I’ve been seeing an acupuncturist and my maximum has been reached, so any more and I pay $70/visit. I’m going to go twice a month. It’s helped me a lot so far, and while it is difficult to see real concrete improvements, I do know it has helped with a lot of side effects and my naturopath strongly recommends that I continue treatments. I’m also considering seeing a physical therapist to help with mobility and strength training after a mastectomy (getting my right breast completely amputated). But the largest expense is seeing a Naturopath. Out of this whole cancer treatment, I’ve wanted to help prevent this EVER happening again. How to do that? Well, diet change and exercise and improving nutrients in my body to help fight off future cancers (since I’ve shown that I’m susceptible). Actually seeing a naturopath isn’t all that expensive. It’s like a dr visit – covered by insurance with a copay. What is expensive are the supplements they have you take. I’m taking things to help reduce inflammation and fight cancer (turmeric, green tea, mushroom extract, vitamin D), things to help with my long-term side effects of chemotherapy which will last for a year or two longer, plus a few other things. Right now, I’m taking 12 pills a day. These are not chemical drugs and thus not covered by insurance and totally out of pocket. I’m not completely sure yet, but this will be $1500-$2000 per year, and I’ll need to take them for at least 4-5 years (when I’m most at risk for recurrence of the cancer they treated; after that, if it hasn’t come back they consider it gone or “cured”). So, yes, this is expensive, but it’s an investment in my health. After the last year, it’s an expense I’m more than willing to pay.

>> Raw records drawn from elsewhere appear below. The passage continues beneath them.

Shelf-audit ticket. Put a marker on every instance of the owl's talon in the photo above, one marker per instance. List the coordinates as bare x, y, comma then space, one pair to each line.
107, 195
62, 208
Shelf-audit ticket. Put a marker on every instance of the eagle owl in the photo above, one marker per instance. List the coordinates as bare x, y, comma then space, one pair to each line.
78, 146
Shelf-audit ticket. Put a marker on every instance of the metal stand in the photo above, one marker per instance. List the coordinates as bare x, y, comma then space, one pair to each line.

Ok, now to talk about my food intake. I’ve greatly changed my diet after seeing the naturopath. As I had expected, I’m eating a mostly vegan diet – TONS of fresh fruits and veggies, lots of plant based proteins (beans/legumes/tofu), and minimal amounts of red meat. They recommend deep water ocean fish. I love salmon, but at $25-$30/lb, it’s a bit pricey!! I’m also strongly encouraged to eat organic as much as possible. Not only because chemicals are nasty nasty things, but organic produce is 30% more nutritious compared to commercially-grown foods. I’ve bucked up and started buying organic as much as I can. When I do eat meat, I try and buy pasture-raised meats and those without hormones and antibiotics. I also joined a CSA and have gotten huge amounts of organic fruits and veggies (and even some cheese and butter!) each week. My food budget has gone up exponentially, as you can imagine. But again, this is an investment in my health. I’m now spending about $500+ per month on food as an individual. That’s buying mostly fresh, organic, unpackaged, bulk foods and organic/natural meats and fresh-caught wild fish. On the upside, I haven’t been going out much, so my restaurant spending is less than $200/month. Either way, food has become much more expensive for my budget.

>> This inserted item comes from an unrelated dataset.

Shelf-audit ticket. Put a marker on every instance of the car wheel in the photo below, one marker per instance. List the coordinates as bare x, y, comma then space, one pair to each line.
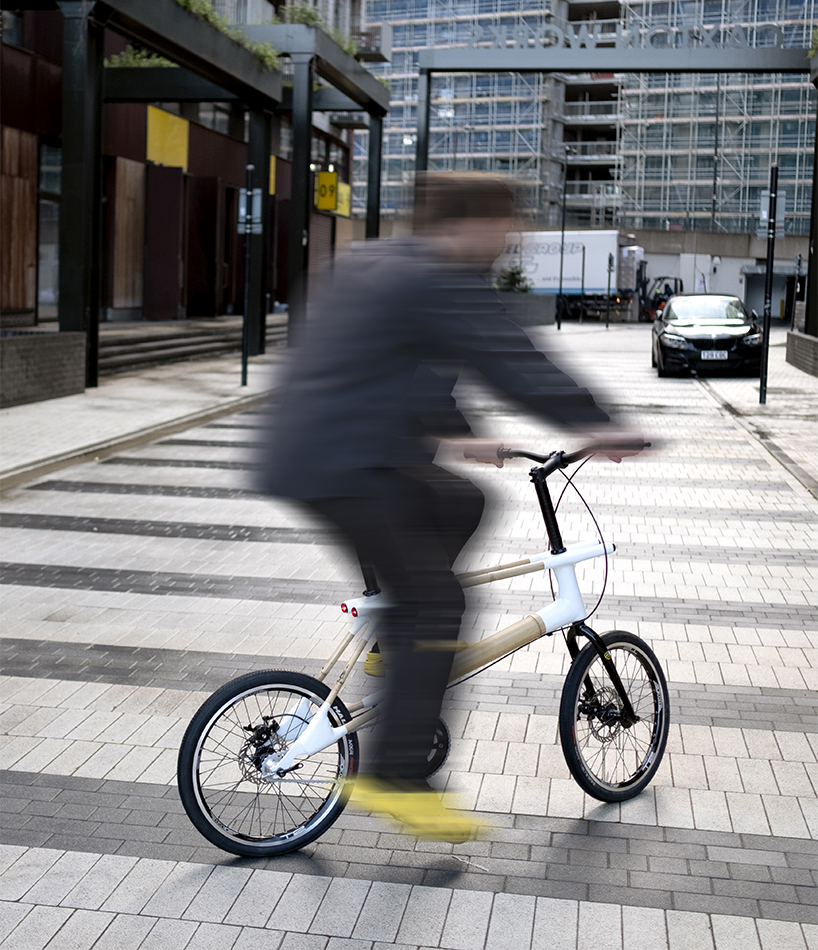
661, 372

So what about my budget? Well, I’ll save that for another post. I will say that I am paying the minimum on my car payment, $253/month with 1.75 years to go on my loan. My only other debt is my SBA loan. I’m paying that as aggressively as I can manage. I have automatic payment set up for $325 every paycheck (for $650/month), and add extra if I am able ($50 here, $15 there, it all adds up!). I have calculated that I’ll have the SBA loan paid off by May 2014 and my car fully paid off by August 2014. Provided there’s no other big bumps in the road.